Saint Zoticos

4th Century AD

Saint Zoticos, an early Christian martyr, lived during the early 4th century, during the reigns of Constantine and of his son Constantius II (337-361). Zoticos was Chief Magistrate in the court Constantine during the year 330 AD. When Constantine decided to shift the capital of the Eastern Roman Empire to Constantinople, he brought Zoticos with him.

Just after moving to Constantinople, in 331 AD, a plague resulting in leprosy ravaged the city. Constantine and his administration decided to contain the epidemic by drowning those afflicted in the Bosphoros Sea. Zoticos went against the decision and the wishes of the Emperor and established a leprosarium in Pera, across from Constantinople. He used money that had been given him by Constantine for other purposes.

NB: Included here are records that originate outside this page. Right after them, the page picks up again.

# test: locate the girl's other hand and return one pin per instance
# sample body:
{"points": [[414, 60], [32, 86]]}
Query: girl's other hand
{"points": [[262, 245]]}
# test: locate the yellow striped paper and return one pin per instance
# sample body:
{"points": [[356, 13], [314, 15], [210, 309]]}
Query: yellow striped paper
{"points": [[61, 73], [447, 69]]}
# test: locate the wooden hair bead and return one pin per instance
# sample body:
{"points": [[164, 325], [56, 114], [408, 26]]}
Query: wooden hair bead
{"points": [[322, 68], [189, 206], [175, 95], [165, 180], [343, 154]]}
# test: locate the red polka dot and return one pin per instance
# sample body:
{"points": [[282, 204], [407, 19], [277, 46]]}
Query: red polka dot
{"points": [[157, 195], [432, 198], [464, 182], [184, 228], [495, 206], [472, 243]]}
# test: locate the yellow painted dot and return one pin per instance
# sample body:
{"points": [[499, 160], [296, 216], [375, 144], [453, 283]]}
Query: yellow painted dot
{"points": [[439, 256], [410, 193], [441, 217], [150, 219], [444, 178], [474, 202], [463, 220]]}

While Constantine turned his head and allowed Zoticos to establish and run his leprosarium, his son who assumed the throne following Constantine's death in 337 AD was not sympathetic to Zoticos, even though his own daughter was living there. Constantius ordered Zoticos's execution. Zoticos was thrown off the mountain near his leprosarium to his death.

Stiker, in his history of disability, sees the Zotico story as significant, though, perhaps apocryphal because it inaugurates an ethical system of charity for the sick and disabled.

… the text appears at the beginning of organized Christianity, in the capital of the new empire whose ruler was a convert. Zotikos stands in opposition to the emperor, who represented the succession of the world of antiquity, despite his conversion. The entire situation and context has a bridging value: … Zotikos inaugurates the system of charity (Stiker, 1997, p. 73).